Une nouvelle vague d'auditions prévue
Dans une instruction criminelle comme celle-ci, on peut s'attendre un jour à des confrontations ou bien à une reconstitution. On voit cependant assez vite le problème logistique que cela peut poser. Pour les confrontations: comment confronter plusieurs centaines de témoins, victimes avec quatorze mis en examen? Faudra-t-il entendre toutes les versions?
Pour la reconstitution, le même problème se pose. Habituellement, quand la justice organise la reconstitution d'un crime, elle remet en situation les protagonistes autant de fois qu'il y a de versions différentes. Ici, comment faire alors qu'on sait que les quatorze accusés et centaines de témoins ne s'accordent pas tous? Cela pourrait prendre un temps considérable.
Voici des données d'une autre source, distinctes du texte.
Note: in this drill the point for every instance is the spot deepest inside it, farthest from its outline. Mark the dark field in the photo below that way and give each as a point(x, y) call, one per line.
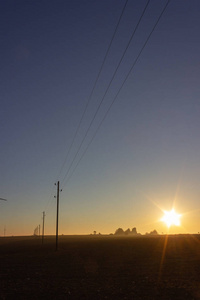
point(102, 267)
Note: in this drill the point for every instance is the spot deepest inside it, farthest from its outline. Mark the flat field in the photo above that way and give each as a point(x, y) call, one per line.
point(100, 267)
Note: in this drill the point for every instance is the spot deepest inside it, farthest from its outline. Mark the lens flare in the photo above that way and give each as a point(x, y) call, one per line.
point(171, 218)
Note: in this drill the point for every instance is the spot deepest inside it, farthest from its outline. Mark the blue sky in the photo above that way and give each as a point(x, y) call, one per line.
point(146, 155)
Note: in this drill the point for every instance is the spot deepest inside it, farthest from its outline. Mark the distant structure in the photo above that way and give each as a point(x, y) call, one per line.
point(120, 231)
point(36, 231)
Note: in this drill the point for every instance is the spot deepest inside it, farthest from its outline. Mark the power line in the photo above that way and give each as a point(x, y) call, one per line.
point(93, 88)
point(112, 78)
point(128, 74)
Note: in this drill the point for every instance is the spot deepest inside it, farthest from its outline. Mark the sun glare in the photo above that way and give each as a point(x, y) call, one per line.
point(171, 218)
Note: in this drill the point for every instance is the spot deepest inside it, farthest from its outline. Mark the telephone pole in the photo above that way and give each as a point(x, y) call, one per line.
point(58, 190)
point(43, 227)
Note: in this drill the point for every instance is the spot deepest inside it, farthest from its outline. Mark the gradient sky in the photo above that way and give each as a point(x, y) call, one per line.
point(146, 156)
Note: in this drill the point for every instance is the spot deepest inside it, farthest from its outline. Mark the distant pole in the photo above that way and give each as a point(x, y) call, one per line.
point(57, 215)
point(43, 227)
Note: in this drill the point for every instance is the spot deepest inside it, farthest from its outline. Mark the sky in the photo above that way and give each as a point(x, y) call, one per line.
point(139, 160)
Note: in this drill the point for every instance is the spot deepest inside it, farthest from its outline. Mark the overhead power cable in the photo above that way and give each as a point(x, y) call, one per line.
point(128, 74)
point(93, 88)
point(105, 93)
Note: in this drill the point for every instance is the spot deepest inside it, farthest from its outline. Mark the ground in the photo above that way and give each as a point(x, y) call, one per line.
point(100, 267)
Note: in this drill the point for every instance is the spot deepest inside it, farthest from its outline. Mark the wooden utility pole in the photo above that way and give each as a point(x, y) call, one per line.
point(43, 227)
point(58, 190)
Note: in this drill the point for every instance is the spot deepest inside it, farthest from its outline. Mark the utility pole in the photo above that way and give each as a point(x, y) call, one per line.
point(58, 190)
point(43, 227)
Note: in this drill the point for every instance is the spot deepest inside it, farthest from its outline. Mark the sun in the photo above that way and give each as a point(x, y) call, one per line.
point(171, 218)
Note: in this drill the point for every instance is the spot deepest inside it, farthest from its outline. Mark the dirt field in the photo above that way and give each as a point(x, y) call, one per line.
point(102, 267)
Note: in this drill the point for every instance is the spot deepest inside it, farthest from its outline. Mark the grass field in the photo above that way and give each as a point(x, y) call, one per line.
point(101, 267)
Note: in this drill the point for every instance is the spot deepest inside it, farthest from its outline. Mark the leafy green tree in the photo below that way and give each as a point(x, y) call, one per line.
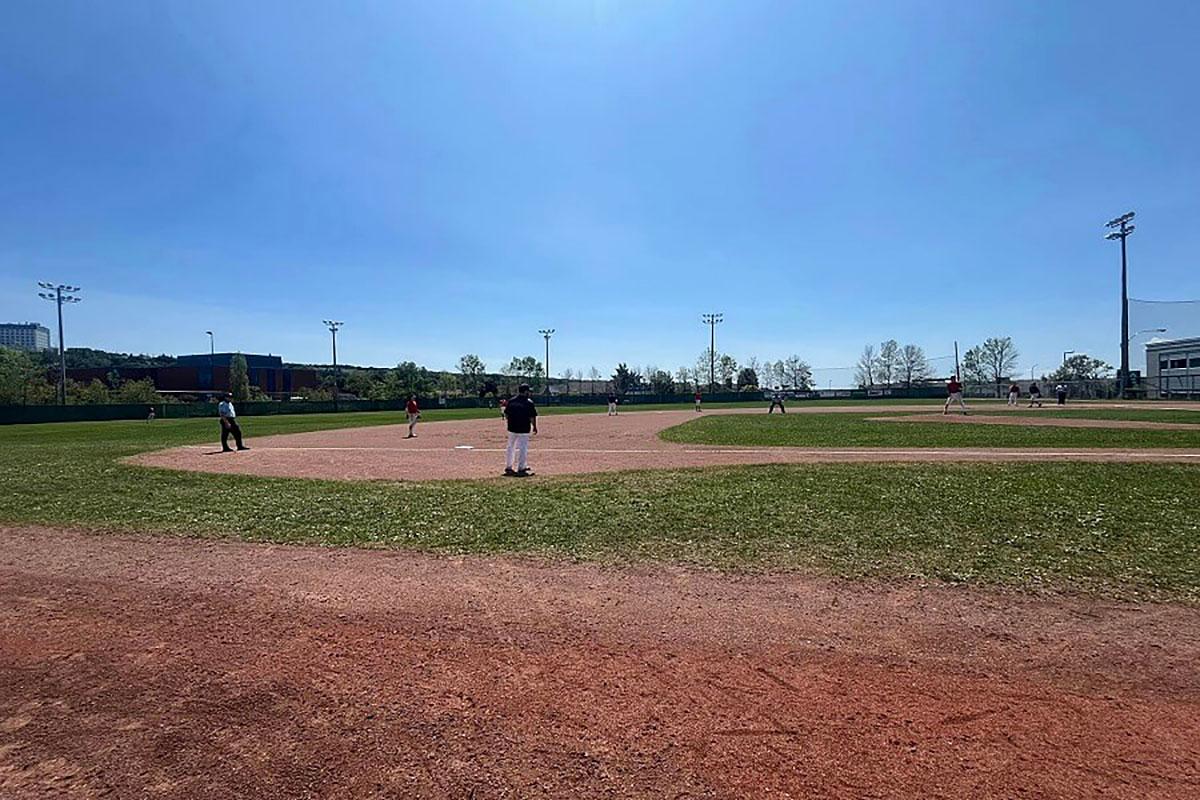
point(239, 378)
point(726, 370)
point(137, 391)
point(1081, 367)
point(913, 365)
point(973, 372)
point(797, 373)
point(23, 380)
point(361, 383)
point(887, 364)
point(625, 379)
point(472, 368)
point(90, 394)
point(996, 359)
point(661, 383)
point(868, 367)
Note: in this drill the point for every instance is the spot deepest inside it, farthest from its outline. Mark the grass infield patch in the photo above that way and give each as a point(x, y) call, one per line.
point(1129, 530)
point(862, 431)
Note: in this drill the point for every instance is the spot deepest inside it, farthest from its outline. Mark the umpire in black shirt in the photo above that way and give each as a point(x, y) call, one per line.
point(522, 419)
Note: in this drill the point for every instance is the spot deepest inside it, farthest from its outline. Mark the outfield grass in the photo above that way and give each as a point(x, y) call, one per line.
point(862, 431)
point(1129, 530)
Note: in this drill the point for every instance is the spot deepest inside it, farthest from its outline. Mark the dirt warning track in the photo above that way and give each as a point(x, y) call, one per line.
point(571, 444)
point(163, 668)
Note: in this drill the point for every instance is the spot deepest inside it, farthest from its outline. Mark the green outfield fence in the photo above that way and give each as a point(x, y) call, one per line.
point(33, 414)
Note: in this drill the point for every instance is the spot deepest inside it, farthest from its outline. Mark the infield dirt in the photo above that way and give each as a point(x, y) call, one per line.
point(580, 443)
point(162, 668)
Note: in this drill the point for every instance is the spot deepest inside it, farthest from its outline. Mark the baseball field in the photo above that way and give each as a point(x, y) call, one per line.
point(845, 601)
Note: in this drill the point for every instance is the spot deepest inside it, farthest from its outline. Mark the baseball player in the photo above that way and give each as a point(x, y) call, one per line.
point(228, 416)
point(777, 398)
point(1035, 395)
point(414, 414)
point(954, 395)
point(521, 420)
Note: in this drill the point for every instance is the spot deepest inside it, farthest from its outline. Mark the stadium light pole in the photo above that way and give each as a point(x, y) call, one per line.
point(1120, 228)
point(333, 325)
point(546, 334)
point(213, 354)
point(58, 299)
point(712, 320)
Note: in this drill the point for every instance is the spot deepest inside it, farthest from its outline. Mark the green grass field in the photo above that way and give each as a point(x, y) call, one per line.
point(861, 431)
point(1128, 530)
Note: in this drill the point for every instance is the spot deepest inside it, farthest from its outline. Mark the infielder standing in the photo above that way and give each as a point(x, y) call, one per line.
point(954, 395)
point(777, 398)
point(228, 415)
point(522, 419)
point(414, 414)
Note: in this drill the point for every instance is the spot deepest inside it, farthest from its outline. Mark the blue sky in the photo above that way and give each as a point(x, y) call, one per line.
point(450, 176)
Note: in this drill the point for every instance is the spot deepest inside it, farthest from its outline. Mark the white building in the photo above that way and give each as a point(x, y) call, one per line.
point(1173, 368)
point(24, 336)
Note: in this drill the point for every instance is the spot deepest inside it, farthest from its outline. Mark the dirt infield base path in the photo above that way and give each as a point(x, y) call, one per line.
point(568, 444)
point(165, 668)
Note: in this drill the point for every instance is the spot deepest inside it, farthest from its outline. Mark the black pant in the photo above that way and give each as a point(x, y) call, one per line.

Ce qui est sûr c'est que l'instruction continue. D'ailleurs, une nouvelle vague d'auditions est prévue. "Mon client doit être interrogé de nouveau cette semaine (du 18 au 22 novembre, NDLR)" nous confie maître Romaric Chateau qui défend l'un des suspects qui est également en détention provisoire. D'autres avocats de mis en examen ont aussi confirmé à BFMTV que leurs clients vont être auditionnés dans les jours qui suivent cette date anniversaire.
Des auditions qui pourraient être déterminantes? Ce serait le cas si un des accusés désignait le ou les auteurs des coups de couteaux mais cela ne semble pas, depuis un an, être leur état d’esprit.
"Le temps judiciaire est différent du temps médiatique (...). Un an, ce n'est pas tellement étonnant pour un dossier de cette nature-là", explique Me Bilel Hakkar. De son côté, Me Alexandre Farelly, l'avocat de la famille de Thomas déclare à BFMTV que "cette temporalité-là, quand vous étiez proche de Thomas, elle n'entre pas dans l'équation". "C'est un an pour la procédure judiciaire qu'on est en capacité de comprendre car c'est une affaire complexe", explique-t-il.